Fuggito all’apocalisse della prima guerra mondiale, dove l’ha salvato Il
medico di guerra, dai
fantasmi delle purghe staliniane, a cui si è applicato con solerzia, da
brandelli di vita umana travolti dalla disperazione, deve imparare una lingua,
in mezzo alle tragiche imposizioni del “secolo breve”. Se nel passato di Noah
c’erano gli spettri delle vittime, Leon Shertov è inseguito dal rimorso dei
carnefici. Un esilio infinito. L’ultimo ad arrivare è Il maestro di tropi, Benjamin Walter, insegnante (a sua volta)

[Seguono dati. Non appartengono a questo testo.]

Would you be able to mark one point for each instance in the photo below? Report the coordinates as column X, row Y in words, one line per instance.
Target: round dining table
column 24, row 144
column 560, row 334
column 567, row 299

e scrittore abituato a misurare “le persone col metro dei libri che leggevano e
delle biblioteche che possedevano in casa”. I suoi codici e le sue inclinazioni
dovrebbero renderlo il più vicino a Davita che nel frattempo è cresciuta,
lasciando trasparire una sensualità, e invece sono separati da un abisso, che
Chaim Potok riesce a rendere con un’ossessiva concentrazione sui dettagli. Qui
la citazione è in un certo senso dovuta e consequenziale perché Vecchi a
mezzanotte conferma quello
che scriveva (l’altro) Walter Benjamin, quello vero: “Scrivere un romanzo
significa esasperare l’incommensurabile nella rappresentazione della vita
umana. Pur nella ricchezza della vita e nella rappresentazione di questa
ricchezza, il romanzo attesta ed esprime il profondo disorientamento del
vivente” ed è l’esatta traduzione del romanzo di Chaim Potok. I tre atti di cui
è composto Vecchi a mezzanotte si incastrano a formare un ciclo perfetto e il numero biblico non è
una coincidenza. Il tenore è apocalittico ed è perché “viviamo in strani tempi.
Occorre proprio visitare un inferno diverso”. Per dirlo con una delle figure
retoriche dello stesso Chaim Potok, Vecchi a mezzanotte è “un maestoso arazzo di vite dal sapore
di sale”. Più che un romanzo, sembra un’ammonizione.